I do not use/carry my American pocket knives at work, just cheap off shore ones. No sleep lost if damaged or missing in action.
My Schrade is on the belt strictly for self defense, no other use.


----------



## hardcore

some of my cleavers. they are stored sharpened, with blade guard and wrapped in wax paper. ready to be brought into the fight. I got my index finger nicked packing these back up. it had been a couple of years since I checked on them...they passed inspection.


----------



## hardcore

my buck and old hickory collection. I am glad I broke these bucks out... most were in leather sheaths and the brass was turning green. will do the bright work and not store back in there leather sheaths.


----------



## Prepared One

These are my go to knives. More in GHB's. Does not include assorted Hatchets, Axes, and Machetes.


----------



## tango

Hand sharpening knives is a skill that has to be learned.
There are "sharpening tools' that supposedly make it easy.
It still takes time and practice.
I sparpen all my knives on a stone and do touch up as needed (honing), usually on a steel, to maintain the edge.
Time and practice---


----------



## tinkerhell

Slippy said:


> Yes Sir it was. I've had that Buck knife since the late 1970's early 1980's. Its like a girl in an old country song; I got her, I lost her, I got her back again. Sometime in the early 1990's I busted the tip and re-profiled it. It looks that way today and still does what I need her to do...just like the girl in the song!
> 
> PS, I'm not a big knife guy, I've got more than my share but seem to misplace them except for the 3 that I showed earlier, I've got a couple of Gerbers and Kershaws around here somewhere, truck, bags, drawers etc. I wish I was more organized.


I'm glad that I'm not the only one to do this. I have several folders with re-profiled tips. I love them more than when they were whole.


----------



## topgun

PaulS said:


> The best "survival" knife that I have used is an old "Old Timer" folding knife with three blades.

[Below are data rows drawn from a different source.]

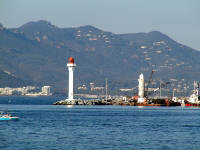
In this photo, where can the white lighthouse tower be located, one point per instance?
(71, 66)
(141, 89)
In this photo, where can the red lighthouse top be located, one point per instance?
(71, 60)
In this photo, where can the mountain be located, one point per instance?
(8, 80)
(38, 52)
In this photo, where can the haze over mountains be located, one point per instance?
(37, 53)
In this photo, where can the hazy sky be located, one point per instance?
(179, 19)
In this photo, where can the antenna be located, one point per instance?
(106, 89)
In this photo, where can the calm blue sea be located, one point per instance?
(43, 126)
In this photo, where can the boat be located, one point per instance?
(194, 99)
(7, 117)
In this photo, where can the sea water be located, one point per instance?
(43, 126)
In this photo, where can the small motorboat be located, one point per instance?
(7, 117)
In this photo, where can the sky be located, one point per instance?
(179, 19)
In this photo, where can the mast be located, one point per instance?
(106, 89)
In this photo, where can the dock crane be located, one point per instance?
(149, 81)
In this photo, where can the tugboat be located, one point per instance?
(194, 99)
(7, 117)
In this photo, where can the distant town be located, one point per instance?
(26, 91)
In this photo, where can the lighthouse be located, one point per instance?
(141, 88)
(71, 66)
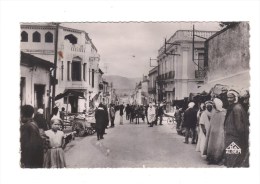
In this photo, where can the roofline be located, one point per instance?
(52, 26)
(184, 40)
(33, 60)
(223, 30)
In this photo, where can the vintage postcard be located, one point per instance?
(153, 96)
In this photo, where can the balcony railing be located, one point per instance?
(200, 74)
(171, 75)
(152, 90)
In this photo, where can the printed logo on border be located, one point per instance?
(233, 149)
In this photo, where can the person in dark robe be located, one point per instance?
(106, 119)
(127, 110)
(41, 121)
(160, 113)
(236, 129)
(100, 116)
(121, 113)
(214, 143)
(190, 120)
(112, 114)
(32, 144)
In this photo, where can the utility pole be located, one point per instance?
(55, 64)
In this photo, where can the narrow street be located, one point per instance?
(133, 146)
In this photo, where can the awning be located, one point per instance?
(238, 81)
(71, 92)
(96, 96)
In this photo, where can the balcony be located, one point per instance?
(152, 90)
(105, 94)
(171, 75)
(200, 74)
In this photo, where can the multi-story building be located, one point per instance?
(179, 71)
(77, 61)
(140, 95)
(152, 85)
(228, 58)
(35, 81)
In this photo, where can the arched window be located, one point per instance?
(36, 37)
(76, 69)
(49, 37)
(24, 36)
(73, 39)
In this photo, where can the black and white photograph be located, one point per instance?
(138, 100)
(164, 99)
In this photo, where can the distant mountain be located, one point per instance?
(122, 83)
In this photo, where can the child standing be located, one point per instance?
(54, 157)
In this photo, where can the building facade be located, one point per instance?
(228, 58)
(77, 62)
(140, 95)
(181, 68)
(35, 81)
(152, 85)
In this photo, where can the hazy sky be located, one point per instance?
(125, 48)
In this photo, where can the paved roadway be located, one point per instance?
(133, 146)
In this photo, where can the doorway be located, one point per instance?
(39, 90)
(73, 100)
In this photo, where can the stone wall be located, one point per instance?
(228, 52)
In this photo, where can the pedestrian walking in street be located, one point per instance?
(100, 116)
(32, 144)
(41, 121)
(201, 109)
(112, 114)
(190, 120)
(161, 113)
(106, 119)
(236, 132)
(55, 157)
(137, 114)
(132, 113)
(121, 113)
(127, 110)
(151, 114)
(55, 115)
(177, 116)
(204, 126)
(214, 144)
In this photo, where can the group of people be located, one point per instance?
(221, 134)
(42, 144)
(150, 113)
(102, 116)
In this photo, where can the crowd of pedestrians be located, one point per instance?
(42, 143)
(220, 134)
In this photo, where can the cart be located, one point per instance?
(84, 125)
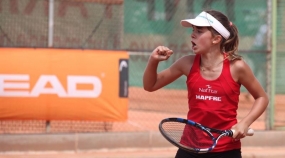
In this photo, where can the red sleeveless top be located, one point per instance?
(213, 103)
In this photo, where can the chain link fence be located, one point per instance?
(137, 26)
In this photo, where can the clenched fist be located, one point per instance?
(161, 53)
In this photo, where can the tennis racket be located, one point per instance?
(203, 139)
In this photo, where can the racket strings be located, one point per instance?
(188, 136)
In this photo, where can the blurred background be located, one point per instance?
(137, 27)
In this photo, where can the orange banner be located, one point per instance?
(62, 84)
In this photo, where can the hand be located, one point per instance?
(161, 53)
(240, 131)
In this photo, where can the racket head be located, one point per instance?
(199, 139)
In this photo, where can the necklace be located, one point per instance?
(210, 68)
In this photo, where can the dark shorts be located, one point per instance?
(236, 153)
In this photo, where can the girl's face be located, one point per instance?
(201, 39)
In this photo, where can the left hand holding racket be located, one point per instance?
(202, 139)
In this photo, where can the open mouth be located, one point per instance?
(193, 44)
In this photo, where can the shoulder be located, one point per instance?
(240, 69)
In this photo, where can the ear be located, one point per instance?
(217, 39)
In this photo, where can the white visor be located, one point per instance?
(205, 19)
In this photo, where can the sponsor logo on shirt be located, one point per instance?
(208, 89)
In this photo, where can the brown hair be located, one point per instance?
(230, 46)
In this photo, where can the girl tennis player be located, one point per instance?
(214, 77)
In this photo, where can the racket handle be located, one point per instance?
(250, 132)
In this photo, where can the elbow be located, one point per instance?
(149, 89)
(266, 99)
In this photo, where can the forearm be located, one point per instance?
(150, 74)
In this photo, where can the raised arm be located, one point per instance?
(249, 81)
(151, 79)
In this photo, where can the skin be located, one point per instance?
(208, 46)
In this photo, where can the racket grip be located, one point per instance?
(250, 132)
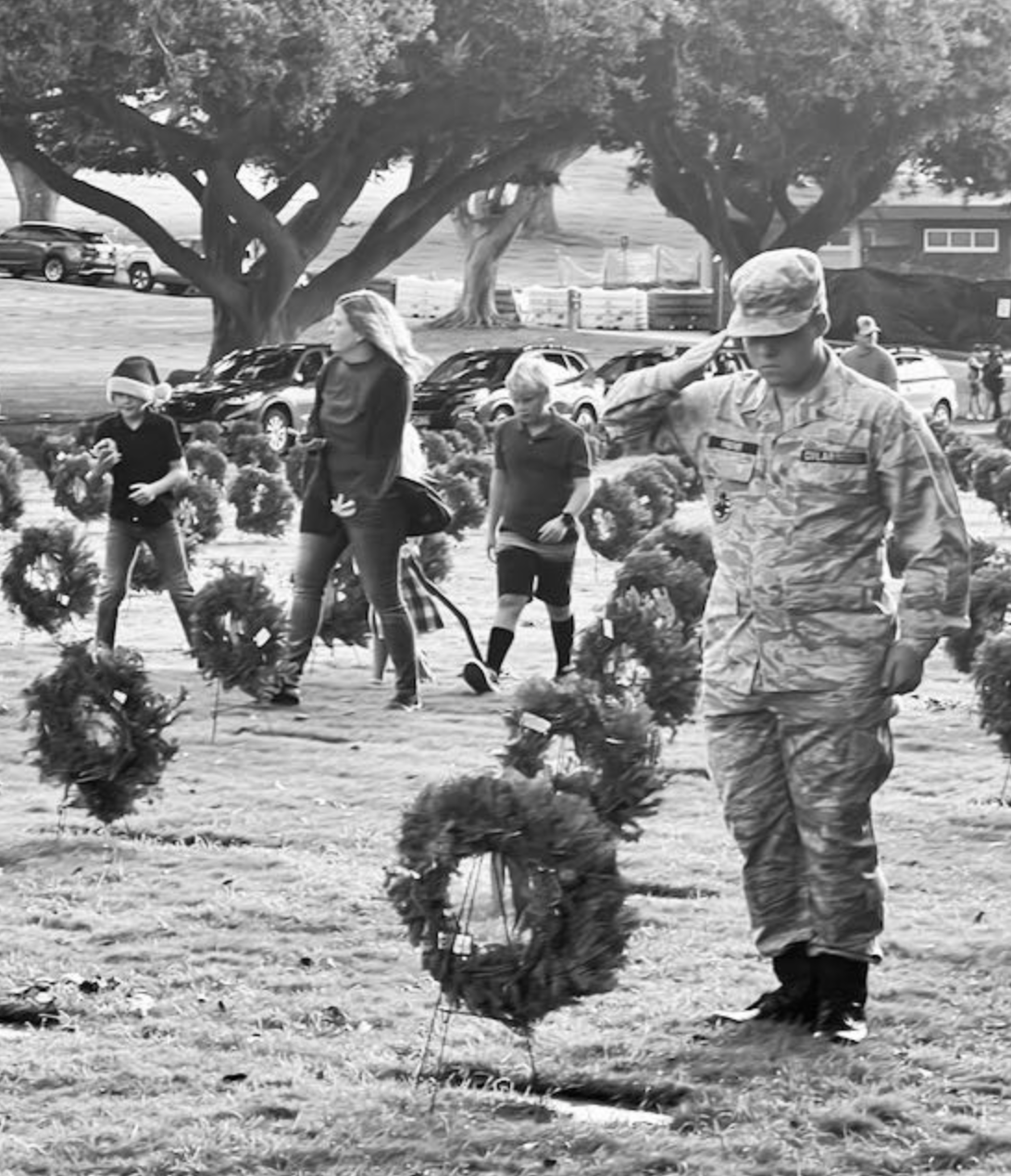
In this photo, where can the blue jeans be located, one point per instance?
(169, 557)
(375, 535)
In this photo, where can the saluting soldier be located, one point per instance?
(806, 465)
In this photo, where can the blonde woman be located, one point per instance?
(356, 426)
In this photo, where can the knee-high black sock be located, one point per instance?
(499, 643)
(563, 632)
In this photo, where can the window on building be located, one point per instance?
(961, 240)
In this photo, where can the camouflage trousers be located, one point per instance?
(796, 774)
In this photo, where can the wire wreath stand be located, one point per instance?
(550, 865)
(461, 944)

Your big knives all look real good on your belt but I want to see you clean an 8" brook trout or a small squirrel with one of those things.


+1

My fancy, expensive 6" Buck knife sure looks cool and all, but when gutting and skinning deer and turkey and squirrel work needs to be done, I always reach for my little 4' Schrade, and the one with the "zipper" cutter on it.

The big Buck does split the pelvis pretty good though.


----------



## hardcore

my k bars ....1st one on bottom I carried in desert breeze.


----------



## Urbanprepper666

Here are a few of my knives I have lots of pocket knives of a few different styles that's my only skinning knife and a few larger for my chopping ect, looking to add some Gerber and k bars to the set later on. Does anyone have the larger model Gil hibben combat machete? Iv seen good reviews on it.

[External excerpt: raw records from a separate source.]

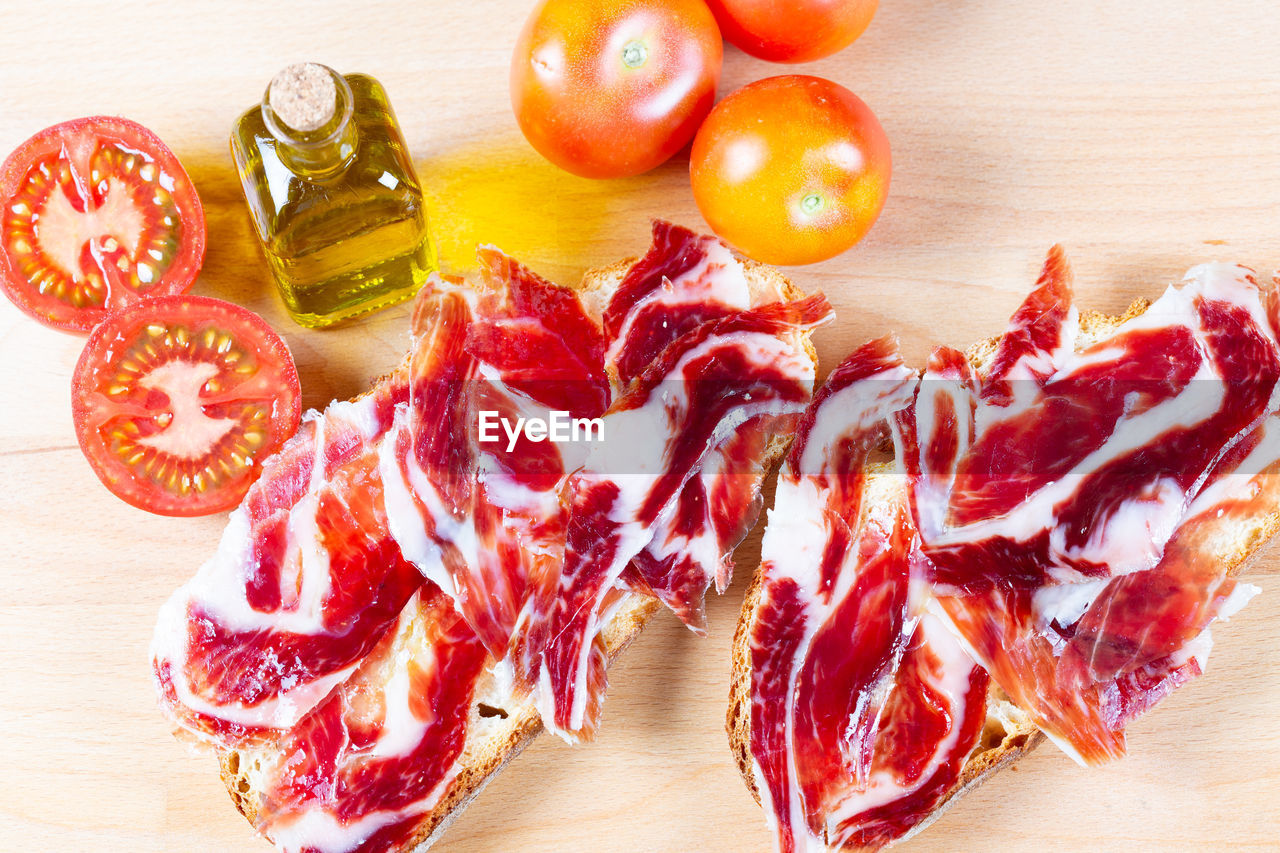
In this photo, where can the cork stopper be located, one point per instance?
(304, 96)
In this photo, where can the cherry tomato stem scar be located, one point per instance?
(634, 54)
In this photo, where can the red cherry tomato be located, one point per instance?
(177, 400)
(96, 214)
(791, 169)
(607, 89)
(792, 31)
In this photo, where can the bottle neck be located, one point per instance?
(320, 153)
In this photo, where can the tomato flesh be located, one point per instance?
(177, 400)
(607, 89)
(96, 214)
(792, 31)
(791, 169)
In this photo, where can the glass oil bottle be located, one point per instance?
(333, 195)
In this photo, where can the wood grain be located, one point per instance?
(1144, 136)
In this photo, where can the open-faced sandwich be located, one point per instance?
(1029, 541)
(420, 580)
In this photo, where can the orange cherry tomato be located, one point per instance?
(792, 31)
(791, 169)
(607, 89)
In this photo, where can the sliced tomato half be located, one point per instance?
(95, 214)
(178, 398)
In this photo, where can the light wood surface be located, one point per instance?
(1142, 135)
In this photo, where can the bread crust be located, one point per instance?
(493, 740)
(1009, 735)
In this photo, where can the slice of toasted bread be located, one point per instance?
(1009, 733)
(498, 729)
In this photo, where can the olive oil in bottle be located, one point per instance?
(333, 195)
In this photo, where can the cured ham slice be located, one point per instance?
(723, 373)
(863, 706)
(362, 767)
(1054, 521)
(686, 279)
(392, 555)
(304, 584)
(1066, 498)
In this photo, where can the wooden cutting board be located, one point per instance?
(1143, 135)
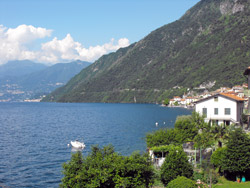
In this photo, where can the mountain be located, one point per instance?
(19, 68)
(208, 44)
(38, 83)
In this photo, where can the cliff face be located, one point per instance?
(210, 42)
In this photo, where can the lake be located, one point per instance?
(34, 136)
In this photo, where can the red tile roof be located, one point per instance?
(232, 96)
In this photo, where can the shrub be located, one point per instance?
(175, 164)
(182, 182)
(103, 167)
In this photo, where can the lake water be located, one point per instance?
(34, 136)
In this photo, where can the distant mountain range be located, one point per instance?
(210, 42)
(21, 80)
(20, 68)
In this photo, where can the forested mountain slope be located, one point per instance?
(209, 43)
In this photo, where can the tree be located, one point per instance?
(162, 137)
(217, 157)
(166, 102)
(237, 154)
(175, 164)
(103, 167)
(220, 132)
(182, 182)
(186, 128)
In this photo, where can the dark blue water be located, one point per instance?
(34, 136)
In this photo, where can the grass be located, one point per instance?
(223, 183)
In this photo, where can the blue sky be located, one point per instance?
(83, 24)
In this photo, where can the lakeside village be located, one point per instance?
(221, 111)
(210, 148)
(189, 100)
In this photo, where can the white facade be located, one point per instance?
(221, 109)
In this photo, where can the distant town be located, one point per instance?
(188, 100)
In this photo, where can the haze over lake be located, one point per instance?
(34, 136)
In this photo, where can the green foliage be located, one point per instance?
(237, 155)
(166, 148)
(217, 157)
(72, 170)
(244, 118)
(162, 137)
(182, 182)
(186, 128)
(166, 102)
(103, 167)
(175, 164)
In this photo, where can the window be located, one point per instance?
(216, 111)
(227, 111)
(204, 112)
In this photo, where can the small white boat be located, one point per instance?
(77, 144)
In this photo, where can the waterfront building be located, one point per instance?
(222, 108)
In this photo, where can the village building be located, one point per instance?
(177, 98)
(222, 108)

excuse the picture quality my cell phone camera has a crack in it.


----------



## Kauboy

Not the entire assortment, by any means, but here are my kerambits:








I carry the last 3 regularly as an off-hand option.


----------



## shooter

Here are some of my favorite fix blade knives. Just got the Smith and Wesson one and cant wait to break it in....


----------



## hardcore

I went get some fishing(#30lb spider wire line) and hunting(corn and mineral blocks) supplies at academy today, they had a lot of nice knives on sale..20 bucks could get a nice blade and into the fight. 

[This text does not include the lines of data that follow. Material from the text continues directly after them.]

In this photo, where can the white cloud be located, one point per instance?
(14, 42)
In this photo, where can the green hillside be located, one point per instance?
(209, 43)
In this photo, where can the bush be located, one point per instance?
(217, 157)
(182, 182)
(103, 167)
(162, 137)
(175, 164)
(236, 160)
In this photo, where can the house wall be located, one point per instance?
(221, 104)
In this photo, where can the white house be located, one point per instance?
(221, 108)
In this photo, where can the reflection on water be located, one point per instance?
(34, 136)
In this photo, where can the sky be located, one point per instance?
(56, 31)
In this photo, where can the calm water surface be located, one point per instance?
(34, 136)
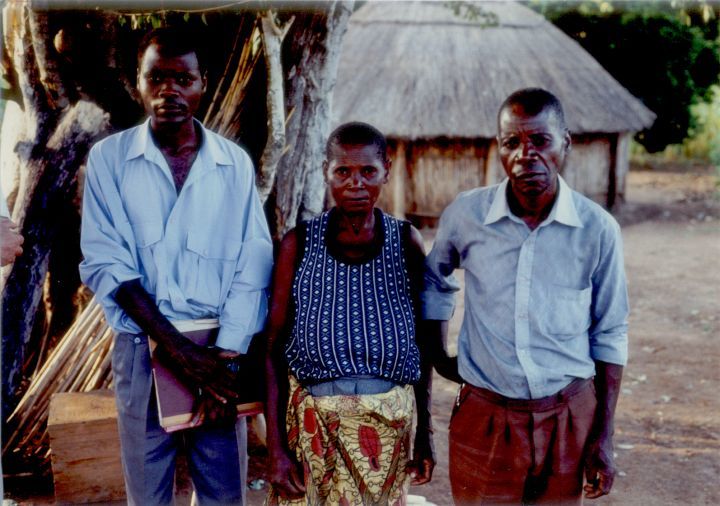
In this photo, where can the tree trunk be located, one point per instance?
(314, 54)
(57, 164)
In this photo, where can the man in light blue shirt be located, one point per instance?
(172, 230)
(545, 312)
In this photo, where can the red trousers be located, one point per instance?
(505, 451)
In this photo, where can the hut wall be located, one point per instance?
(394, 198)
(439, 170)
(622, 163)
(587, 168)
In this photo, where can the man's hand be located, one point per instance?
(421, 467)
(211, 412)
(600, 467)
(286, 475)
(10, 241)
(599, 461)
(201, 368)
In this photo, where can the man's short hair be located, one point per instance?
(533, 101)
(174, 41)
(357, 133)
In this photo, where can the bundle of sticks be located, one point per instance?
(79, 363)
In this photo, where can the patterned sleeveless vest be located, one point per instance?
(353, 319)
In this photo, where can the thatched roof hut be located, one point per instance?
(432, 81)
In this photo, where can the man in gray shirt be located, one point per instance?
(544, 336)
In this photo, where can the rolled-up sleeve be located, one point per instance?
(245, 309)
(106, 239)
(438, 297)
(610, 306)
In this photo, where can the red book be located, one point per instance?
(175, 400)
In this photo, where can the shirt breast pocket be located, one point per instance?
(214, 248)
(209, 266)
(147, 233)
(568, 311)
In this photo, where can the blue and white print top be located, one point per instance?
(353, 319)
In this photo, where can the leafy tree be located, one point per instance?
(665, 54)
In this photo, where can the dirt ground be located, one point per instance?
(668, 421)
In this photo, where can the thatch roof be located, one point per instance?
(418, 70)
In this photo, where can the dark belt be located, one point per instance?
(542, 404)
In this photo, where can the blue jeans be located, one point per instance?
(217, 456)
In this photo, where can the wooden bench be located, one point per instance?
(85, 447)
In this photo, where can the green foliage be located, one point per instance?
(704, 141)
(665, 54)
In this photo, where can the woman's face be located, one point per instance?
(355, 174)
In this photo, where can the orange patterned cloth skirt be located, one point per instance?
(354, 448)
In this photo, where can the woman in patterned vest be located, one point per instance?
(343, 364)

if yall short a machete, go check them out. they had a,( look to me as a well made )gerber machete for 19.99. if I wouldn't have spent my funds for the annual week end fishing trip planned , I would have picked it up. may be next month(that is if I don't get into xbows) I should have surplus funds. you can never have enough blades.


----------



## greasemuntney

This is what I got yesterday. I am very pleased with it so far. Makes a great addition to my collection.


----------